Have you taken on the challenge of renting a moving truck or trailer? It’s more complex than it may seem. Our Elmhurst U-Stor-It staff has laid out the guidelines to consider before taking the driver’s seat.
Make Sure You’re Plugged in and Chains Aren’t Dragging
One of the most common mistakes when towing a trailer is forgetting or incorrectly attaching the trailer connections. Without the electrical outlet plugged in you risk getting rear-ended since the drivers behind you will have no knowledge of when you are breaking or signaling for a turn.
Chains often are not tight enough and will drag on the ground creating major sparks. It’s important to make sure the chains hang at least 4 inches off the ground to avoid these sparks and to form the safest connection if the trailer happened to pop off the hitch.
Be Prepared to Back up the Truck or Trailer
You may find yourself in a situation where it is necessary to back up and maneuver your way out.

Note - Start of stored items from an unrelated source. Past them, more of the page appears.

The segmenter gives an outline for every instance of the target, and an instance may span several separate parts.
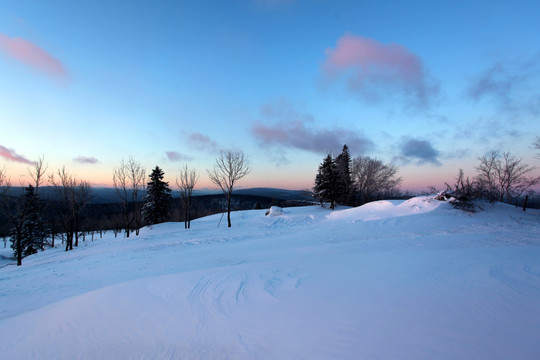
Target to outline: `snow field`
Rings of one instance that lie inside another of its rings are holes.
[[[0,268],[3,359],[536,359],[540,214],[221,215]]]

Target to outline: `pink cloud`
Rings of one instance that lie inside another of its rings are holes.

If this occurs you want to be prepared! If you have a trailer be sure to read up on how to back it up. With both a truck and trailer it is extremely helpful to have a passenger that can get out and help you with the navigation. Remember to go slow and be aware of all corners of the vehicle and/or trailer.
The number one piece of advice is to make sure you stay safe by driving slowly. It’s easier than you’d think to get to a high speed while towing or driving a large truck; not only does this put you in danger, but it threatens your belongings as well.
Stay at a max of 55 mph or the marked truck/trailer speed limit on all streets and highways. Hopefully you’ll never have to break hard, but if you do you’ll realize how much better of a situation you’re in if you’re going an appropriate speed.
When approaching stop signs or lights ease off of the accelerator early. The easy speed change will help your loaded items avoid shifting around. Gas efficiency will improve, and your breaks will have a much easier time stopping the load.